Mittwoch, 27. Dezember 2006

Berlin realty finally waking up

Foreigners enter the market after 8 years of price declines

By Patrick Donahue Bloomberg News
Wednesday, December 27, 2006

BERLIN: Yngve Fredheim, a 60-year- old civil engineer from Norway, bought an apartment in the Prenzlauer Berg district of Berlin last year for €300,000, or about 60 percent less than a comparable apartment back home in Oslo.

He is among a wave of foreign buyers lured by some of the lowest property prices in Europe and signs of an economic revival in Germany. Real estate pages of British newspapers, including The Times and The Telegraph, have labeled Berlin a good market for buying a second home.

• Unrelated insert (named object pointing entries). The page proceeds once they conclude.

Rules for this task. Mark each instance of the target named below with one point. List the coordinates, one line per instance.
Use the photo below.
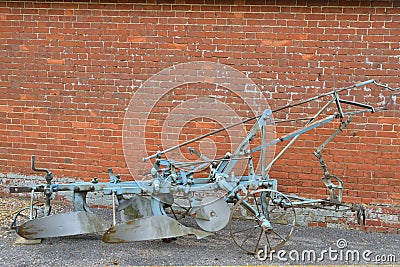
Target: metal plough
(258, 216)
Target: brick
(90, 58)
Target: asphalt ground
(307, 246)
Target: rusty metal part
(64, 224)
(214, 216)
(262, 220)
(150, 228)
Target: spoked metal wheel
(25, 215)
(262, 220)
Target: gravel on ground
(308, 245)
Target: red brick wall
(68, 71)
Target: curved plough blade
(150, 228)
(65, 224)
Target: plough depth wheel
(262, 220)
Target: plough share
(258, 216)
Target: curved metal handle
(36, 169)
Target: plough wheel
(262, 220)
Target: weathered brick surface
(69, 69)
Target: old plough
(257, 215)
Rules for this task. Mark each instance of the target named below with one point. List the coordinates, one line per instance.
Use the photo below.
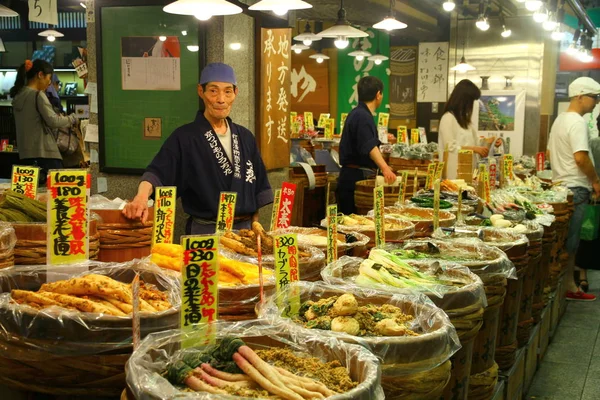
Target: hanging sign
(164, 214)
(200, 288)
(25, 180)
(226, 215)
(68, 216)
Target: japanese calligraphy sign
(432, 73)
(378, 206)
(226, 213)
(275, 97)
(24, 180)
(199, 286)
(164, 216)
(286, 205)
(331, 234)
(68, 216)
(285, 249)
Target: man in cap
(206, 157)
(573, 166)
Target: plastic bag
(145, 367)
(61, 331)
(400, 355)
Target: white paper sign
(44, 11)
(432, 73)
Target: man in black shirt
(359, 149)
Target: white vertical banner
(432, 72)
(44, 11)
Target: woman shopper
(456, 132)
(35, 118)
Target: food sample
(93, 293)
(231, 367)
(343, 314)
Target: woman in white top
(456, 131)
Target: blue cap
(218, 72)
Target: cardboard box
(531, 357)
(513, 379)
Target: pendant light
(390, 23)
(280, 7)
(202, 9)
(307, 37)
(342, 30)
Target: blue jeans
(581, 198)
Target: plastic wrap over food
(454, 279)
(70, 332)
(424, 340)
(480, 258)
(146, 367)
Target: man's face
(218, 98)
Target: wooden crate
(513, 378)
(544, 332)
(531, 357)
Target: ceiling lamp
(390, 23)
(202, 9)
(50, 34)
(307, 37)
(280, 7)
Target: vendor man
(359, 149)
(206, 157)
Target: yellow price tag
(25, 180)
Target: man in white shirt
(572, 165)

"It's really cheap, and it's one of the best locations in Berlin," Fredheim said of his four-room residence, which measures 112 square meters, or 1,200 square feet, and has been renovated for the first time since the reign of Kaiser Wilhelm II. "It's a metropolis. It has something similar to Paris and London, so if the Germans get the economy going, it'll be a good investment."

Berlin, a city of 3.4 million people, is an anomaly among European capitals: It has the country's biggest population but is not the financial or industrial center. After hopes of becoming the hub for European trade and politics after the collapse of the Berlin Wall 17 years ago were not realized, residential real estate prices dropped every year from 1996 to 2004. Real estate values in London climbed 80 percent during that time.

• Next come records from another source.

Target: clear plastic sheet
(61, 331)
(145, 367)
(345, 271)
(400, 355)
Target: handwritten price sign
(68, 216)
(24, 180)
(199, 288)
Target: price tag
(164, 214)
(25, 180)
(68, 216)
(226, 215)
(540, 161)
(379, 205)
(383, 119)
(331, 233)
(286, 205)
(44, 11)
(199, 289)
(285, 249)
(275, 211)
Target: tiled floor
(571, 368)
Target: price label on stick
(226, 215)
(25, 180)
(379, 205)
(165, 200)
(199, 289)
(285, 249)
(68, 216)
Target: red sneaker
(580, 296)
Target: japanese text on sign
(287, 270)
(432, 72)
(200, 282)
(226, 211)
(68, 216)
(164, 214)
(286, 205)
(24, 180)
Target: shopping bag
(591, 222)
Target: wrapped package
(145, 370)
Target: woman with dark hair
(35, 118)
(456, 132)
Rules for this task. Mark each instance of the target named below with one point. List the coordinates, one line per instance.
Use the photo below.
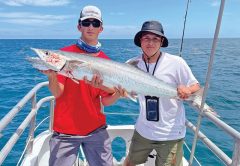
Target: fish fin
(133, 61)
(199, 92)
(133, 98)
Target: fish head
(53, 59)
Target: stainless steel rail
(29, 120)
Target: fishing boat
(36, 151)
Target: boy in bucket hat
(161, 122)
(78, 119)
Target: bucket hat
(90, 12)
(154, 27)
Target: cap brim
(87, 17)
(139, 34)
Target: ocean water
(18, 77)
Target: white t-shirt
(171, 125)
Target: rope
(185, 19)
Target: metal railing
(30, 120)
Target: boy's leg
(63, 150)
(98, 149)
(169, 153)
(139, 149)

The tide may be turning. A total of €6.33 billion, or $8.36 billion, was spent on Berlin properties in the first nine months of 2006, up from €2.95 billion a year earlier, according to the local government's Web site. By the end of the year, the figure may reach a record of more than €10.8 billion, the newspaper Tagesspiegel reported last week, citing a member of the government's survey board.

One destination for homebuyers is the eastern neighborhood of Prenzlauer Berg -- prized for its leafy, cobbled streets, trendy cafés and proximity to the city center. Apartments cost about €2,500 to €3,000 a square meter, 20 percent to 25 percent of London prices, said Wolf-Dieter Lahmann, director of the real estate agency BIST Immobilien.

Other districts where foreigners are shopping include Köpenick, one of the most prosperous in the eastern part of the city, and the western areas of Wilmersdorf, Zehlendorf and Steglitz.
"Last year it really took off," said Lahmann, whose agency concentrates on Prenzlauer Berg. About 25 percent of its sales are to non-Germans --mostly Americans, Britons, Italians, Irish, Scandinavians and Greeks.

Many of the investors have jobs that bring them to Berlin regularly and want to avoid staying in hotels, Lahmann said. Others buy apartments for children who are studying at Berlin universities. Still others are moving to the German capital.

Quick profits may not be on the horizon, though. Lahmann said that investing in Berlin real estate required a 10- to 20-year commitment.

Tobias Just of Deutsche Bank said: "In the long term, Berlin is very positive because it has a good infrastructure. It's not as much so in the midterm. In the short term, you'd have to think twice about it."

For foreign investors who rent out their apartments, the current prices may bring higher returns.

Berlin landlords are able to charge annual rents that yield 6.5 percent to 7 percent of the purchase price, said Frank Schollenberger of Jones Lang LaSalle, a realty agency based in Chicago. Yields in London and Dublin are half that, he said.

"You couldn't even imagine such a thing in London," Schollenberger said.

The German economy is also helping, as rising consumer confidence drives demand for housing. Gross domestic product is expected to increase 2.3 percent this year, the strongest result since 2000. Unemployment fell in November to the lowest level in four years, while business confidence surged to match a 15-year high.

Private equity funds are interested in Berlin real estate. Cerberus Capital Management and Goldman Sachs's Whitehall investment fund bought 65,700 units of public housing in the city in 2004, mostly in lower-rent districts, for €2.1 billion, an early bet on climbing prices.
Such purchases have started to affect prices, according to David Milleker of Allianz Dresdner Economic Research. He said the trend would continue nationwide.

Because of the stagnant prices, he noted, rental yields are up 2 percent since 1995. In Britain, yields are 40 percent of their 1995 level, Milleker said.

"The appearance of big buyers from abroad can thus certainly be seen as tending to have a positive impact on price developments," Milleker wrote in a report.